This is the offical Jax implementation of Unified Mask Diffusion. You can use this codebase to train MAE, UMD, and DiT. It also includes auto-evaluation for few-shot linear probing and FID/IS scores for generation.
This codebase is largely pulled from Big Vision codebase. It implementes a generic auto-encoder class that was developed on imagenet-2012 and meant to be used for self-supervised learning on the 100-shot imagenet probing. It also allows self-supervised methods to be fine-tuned on labels for class-conditional generation.
Please visit the Big Vision repo for more details on how to setup TPUs and the workflow of the codebase.

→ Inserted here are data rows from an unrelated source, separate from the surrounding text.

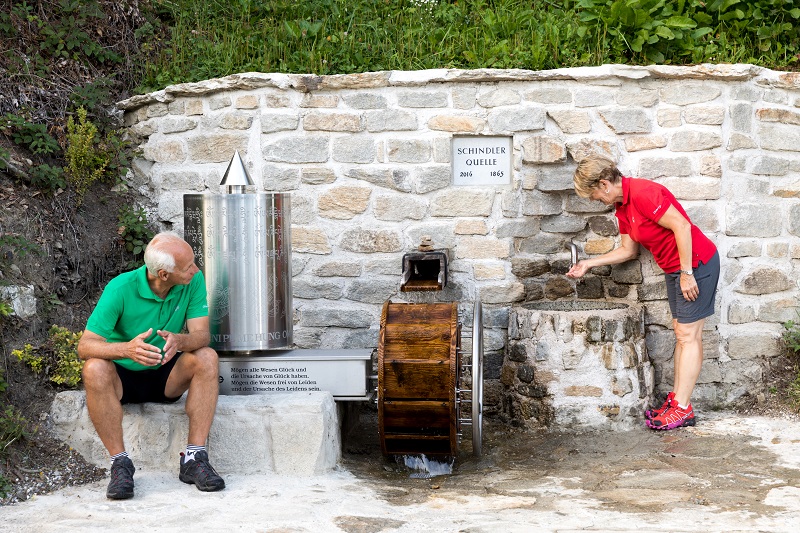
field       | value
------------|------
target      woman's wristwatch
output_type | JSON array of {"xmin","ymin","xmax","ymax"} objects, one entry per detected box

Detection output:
[{"xmin": 680, "ymin": 269, "xmax": 693, "ymax": 276}]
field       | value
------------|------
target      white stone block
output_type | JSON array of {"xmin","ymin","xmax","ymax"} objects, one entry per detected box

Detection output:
[{"xmin": 49, "ymin": 391, "xmax": 341, "ymax": 476}]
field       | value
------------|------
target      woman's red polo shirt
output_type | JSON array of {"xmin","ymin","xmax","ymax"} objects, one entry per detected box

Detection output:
[{"xmin": 614, "ymin": 177, "xmax": 716, "ymax": 273}]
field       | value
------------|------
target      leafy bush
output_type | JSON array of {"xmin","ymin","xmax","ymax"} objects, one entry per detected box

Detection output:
[
  {"xmin": 0, "ymin": 404, "xmax": 28, "ymax": 497},
  {"xmin": 783, "ymin": 314, "xmax": 800, "ymax": 355},
  {"xmin": 12, "ymin": 326, "xmax": 84, "ymax": 388},
  {"xmin": 118, "ymin": 205, "xmax": 155, "ymax": 267},
  {"xmin": 782, "ymin": 314, "xmax": 800, "ymax": 408},
  {"xmin": 575, "ymin": 0, "xmax": 800, "ymax": 64},
  {"xmin": 64, "ymin": 107, "xmax": 111, "ymax": 204},
  {"xmin": 0, "ymin": 299, "xmax": 12, "ymax": 322},
  {"xmin": 0, "ymin": 113, "xmax": 61, "ymax": 156},
  {"xmin": 29, "ymin": 164, "xmax": 67, "ymax": 193}
]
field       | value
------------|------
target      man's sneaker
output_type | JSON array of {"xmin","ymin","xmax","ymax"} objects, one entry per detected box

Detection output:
[
  {"xmin": 179, "ymin": 450, "xmax": 225, "ymax": 492},
  {"xmin": 646, "ymin": 400, "xmax": 696, "ymax": 430},
  {"xmin": 645, "ymin": 391, "xmax": 675, "ymax": 420},
  {"xmin": 106, "ymin": 456, "xmax": 135, "ymax": 500}
]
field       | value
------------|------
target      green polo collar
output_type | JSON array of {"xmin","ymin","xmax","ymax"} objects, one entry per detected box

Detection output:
[{"xmin": 135, "ymin": 265, "xmax": 185, "ymax": 302}]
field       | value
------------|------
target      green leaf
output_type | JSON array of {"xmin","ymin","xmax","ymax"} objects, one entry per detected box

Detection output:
[
  {"xmin": 655, "ymin": 26, "xmax": 675, "ymax": 39},
  {"xmin": 691, "ymin": 27, "xmax": 714, "ymax": 39},
  {"xmin": 664, "ymin": 16, "xmax": 696, "ymax": 29}
]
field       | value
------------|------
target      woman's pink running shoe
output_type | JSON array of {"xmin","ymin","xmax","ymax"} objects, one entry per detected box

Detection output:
[
  {"xmin": 644, "ymin": 391, "xmax": 675, "ymax": 420},
  {"xmin": 646, "ymin": 400, "xmax": 695, "ymax": 430}
]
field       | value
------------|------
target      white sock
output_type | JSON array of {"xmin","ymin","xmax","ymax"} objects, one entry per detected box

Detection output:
[
  {"xmin": 678, "ymin": 403, "xmax": 689, "ymax": 410},
  {"xmin": 110, "ymin": 451, "xmax": 129, "ymax": 467},
  {"xmin": 184, "ymin": 445, "xmax": 205, "ymax": 462}
]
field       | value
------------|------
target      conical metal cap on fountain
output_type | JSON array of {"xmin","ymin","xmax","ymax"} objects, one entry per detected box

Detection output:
[{"xmin": 220, "ymin": 150, "xmax": 254, "ymax": 194}]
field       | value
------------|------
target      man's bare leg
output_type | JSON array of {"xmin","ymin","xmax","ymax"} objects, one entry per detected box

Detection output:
[
  {"xmin": 165, "ymin": 347, "xmax": 219, "ymax": 445},
  {"xmin": 82, "ymin": 359, "xmax": 125, "ymax": 455}
]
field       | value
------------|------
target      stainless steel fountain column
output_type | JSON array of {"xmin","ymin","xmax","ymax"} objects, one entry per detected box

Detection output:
[{"xmin": 183, "ymin": 151, "xmax": 292, "ymax": 353}]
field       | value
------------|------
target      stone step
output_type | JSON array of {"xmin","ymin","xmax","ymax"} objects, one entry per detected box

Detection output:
[{"xmin": 49, "ymin": 391, "xmax": 342, "ymax": 476}]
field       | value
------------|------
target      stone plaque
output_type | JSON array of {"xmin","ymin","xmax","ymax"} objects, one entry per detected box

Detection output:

This experience will be best if you have access to TPUs, but the original experiments done in this paper were tested on 64x64 imagenet with GPUs.
Weights + Colab to play around coming soon!
Feel free to bring up a github issue or send me an email if you have any questions or comments! [email protected]
We thank the TRC program from Google Cloud Platform for access to v4-TPU Pods. We also thank Akash Network and TACC for access to A100s.
- Main Config File
big_vision/configs/ae_i1k.py
- Auto-Encoder Implementation
big_vision/models/ae.py
- Auto-Encoder Trainer
big_vision/trainers/train_ae.py
- FID/IS Implementation
big_vision/evaluators/fid.py
You will need to download imagenet-2012 and preprocess it into the tfds format onto a google bucket. Then you will need to setup your TPU pod.
You can access TPUs easily through the TRC program if you are an academic looking to do research!
This code base was also extensively tested on GPUs with 64x64 Imagenet. Simply modify the TFDS_DATA_DIR/workdir to the one that is local to your machine/cluster. Instead of bash big_vision/run_tpu.sh big_vision.train_tpu
use python3 -m big_vision.train
. I've included an ibrun script that was tested with an distributed multiprocess HPC with A100s, but it hasn't been tested in a while.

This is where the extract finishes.